Debunking popular bankruptcy myths

| Jan 22, 2021 | Firm News |

One of the biggest misconceptions when it comes to filing for bankruptcy is that the filer is financially irresponsible. Long Island residents may hesitate from filing because they don’t want to appear as if they cannot resist the temptation to use their credit cards or engage in frivolous spending.

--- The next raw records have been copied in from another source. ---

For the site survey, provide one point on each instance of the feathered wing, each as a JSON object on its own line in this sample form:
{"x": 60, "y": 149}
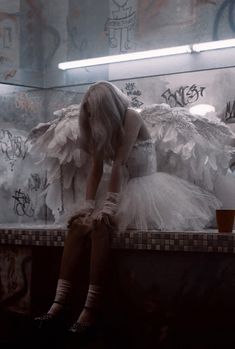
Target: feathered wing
{"x": 192, "y": 147}
{"x": 55, "y": 144}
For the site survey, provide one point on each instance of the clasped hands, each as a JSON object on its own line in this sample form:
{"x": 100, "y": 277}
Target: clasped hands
{"x": 89, "y": 217}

However, this is not usually the case: there are many reasons someone might need to file for bankruptcy, including medical bills and divorce proceedings. Below are two more myths that revolve around bankruptcy and prevent individuals from taking a step that can help them regain control of their financial life:

All debts are discharged through bankruptcy

While bankruptcy does present a fresh start, not all debts are discharged through it. Chapter 7 bankruptcy proceedings wipe out most of them, but domestic support obligations such as alimony and child support are not covered by it. generally, unless a hardship is demonstrated, student loan debts are also not wiped out. Depending on the situation, tax debts may or not be discharged.

Credit can never be rebuilt after bankruptcy

There is no doubt about it—bankrutpcy does affect credit reports. However, paying only the minimum amount due on credit cards or missing payments altogether was also negatively affecting credit reports. Generally, filing for bankruptcy and getting hit once, can put people in a better position credit wise in the long run. In fact, credit can start improving pretty soon, within a few years of a bankruptcy.

Though bankruptcy can provide a fresh start to those who are struggling financially, it is important to understand which type applies best to one’s situation and how to bounce back effectively. Consulting an experienced attorney to discuss one’s options can be one way to ensure the right steps are taken towards financial stability.